With its large areas of forest, timber is an important export for Cameroon; the country is one of the world’s major suppliers of wood (along with Brazil and Indonesia).

There are two secondary education models in Cameroon, based on the French and the British school systems, depending on where children live. Both have ‘lower’ and ‘upper’ years.

After World War I, Britain and France divided up Cameroon between them. France took the larger share of the country, while Britain controlled western regions along the Nigerian border.

Kola nuts are popular in Cameroon. Chewed for their bitter juice, which acts as a mild stimulant, the nuts are often exchanged as gifts.

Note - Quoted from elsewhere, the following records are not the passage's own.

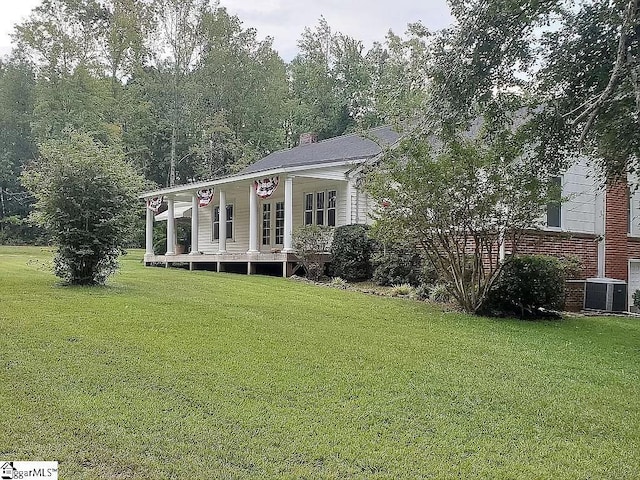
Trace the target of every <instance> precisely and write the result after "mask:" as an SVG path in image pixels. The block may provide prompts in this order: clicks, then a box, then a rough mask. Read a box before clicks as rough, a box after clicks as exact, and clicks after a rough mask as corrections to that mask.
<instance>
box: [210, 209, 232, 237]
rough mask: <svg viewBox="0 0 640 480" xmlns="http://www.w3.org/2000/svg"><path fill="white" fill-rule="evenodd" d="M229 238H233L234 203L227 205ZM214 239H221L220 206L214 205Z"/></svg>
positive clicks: (213, 214)
mask: <svg viewBox="0 0 640 480" xmlns="http://www.w3.org/2000/svg"><path fill="white" fill-rule="evenodd" d="M226 236H227V238H233V205H227V235H226ZM213 239H214V240H220V207H219V206H218V205H216V206H215V207H213Z"/></svg>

The country’s nine national parks and many reserves offer visitors the chance to see a huge range of creatures, from giant millipedes and many species of butterfly, to larger forest dwellers such as gorillas and the drill (Mandrillus leucophaeus), one of the rarest and largest primates in Africa.

Over 250 ethnic groups live across Cameroon, often having allegiance to local chiefs as well as being ruled by the central government.

With a seasonally wet climate in many regions, malaria is a constant threat to health. Children are particularly vulnerable and nearly a fifth of deaths among under-fives are caused by malaria.

In the very southeast, some forest areas are little explored and new discoveries of flora and fauna are still being made.